Hi Justin

First: 

It works, thank you :-)

Second: 

You wrote:
>Again, as has been stated several times, giving any Gromacs program a 
command line option (like -s or -f) in the absence of an explicit file 
>name, will cause the program to look for a default file name (which are 
listed in the manual or with -h).  In the first case, with no file name 
given >to -s, trjconv looks for topol.tpr and fails.  In the second case, -f is 
looking for traj.xtc and fails.  Provide explicit file names for 
all options, unless >you actually have used the default names (which in 
your case, you haven't).
>
>Please go back to my previous advice: 
"Supply your .pdb file to the -s flag." That doesn't mean add -s to the 
command line and expect magic >to happen ;)  It means you need to invoke 
the -s flag to signal that you are providing a file there, and then name
 that file. 

This is the first time that I understand what you are talking about.

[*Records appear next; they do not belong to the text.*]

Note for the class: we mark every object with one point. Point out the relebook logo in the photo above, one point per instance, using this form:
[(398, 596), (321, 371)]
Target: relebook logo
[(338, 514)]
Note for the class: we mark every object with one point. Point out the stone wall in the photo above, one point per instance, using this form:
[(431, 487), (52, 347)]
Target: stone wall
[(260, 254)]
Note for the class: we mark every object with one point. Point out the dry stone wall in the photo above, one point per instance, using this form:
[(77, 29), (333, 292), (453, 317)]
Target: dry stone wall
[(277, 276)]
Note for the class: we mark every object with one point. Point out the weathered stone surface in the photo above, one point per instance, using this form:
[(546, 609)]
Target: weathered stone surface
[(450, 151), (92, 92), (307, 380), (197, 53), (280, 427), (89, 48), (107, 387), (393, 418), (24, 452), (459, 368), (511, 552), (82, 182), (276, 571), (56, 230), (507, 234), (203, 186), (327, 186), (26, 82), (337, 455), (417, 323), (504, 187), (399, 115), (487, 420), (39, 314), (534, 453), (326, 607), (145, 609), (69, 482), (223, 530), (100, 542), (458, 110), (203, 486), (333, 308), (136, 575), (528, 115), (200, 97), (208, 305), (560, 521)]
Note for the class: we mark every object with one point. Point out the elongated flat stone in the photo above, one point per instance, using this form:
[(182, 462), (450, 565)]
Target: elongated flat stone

I had 
problems because I don't understand your englisch, but now I got it. For every 
Gromacs Option I have to give a file for it and what file type this is I got 
out of help. 

Thanks for being such patient with me.

Greetings
Lara






----- Ursprüngliche Message -----
Von: Justin A. Lemkul <jalem...@vt.edu>
An: Discussion list for GROMACS users <gmx-users@gromacs.org>
CC: 
Gesendet: 18:35 Montag, 30.April 2012
Betreff: Re: [gmx-users] File editing - only one layer of water around a 
molecule



On 4/30/12 12:29 PM, Lara Bunte wrote:
> Hi Justin
> 
> I got the error
> 
> 
> Can not open file:
> topol.tpr
> 
> 
> if I type trjconv -n index.ndx -f molecule.pdb -o output.pdb -s
> 
> 
> and I got the error
> 
> Can not open file:
> traj.xtc
> 
> if I type trjconv -n index.ndx -f -s molecule.pdb -o output.pdb
> 
> 
> What is the problem?
> 

Again, as has been stated several times, giving any Gromacs program a command 
line option (like -s or -f) in the absence of an explicit file name, will cause 
the program to look for a default file name (which are listed in the manual or 
with -h).  In the first case, with no file name given to -s, trjconv looks for 
topol.tpr and fails.  In the second case, -f is looking for traj.xtc and 
fails.  Provide explicit file names for all options, unless you actually have 
used the default names (which in your case, you haven't).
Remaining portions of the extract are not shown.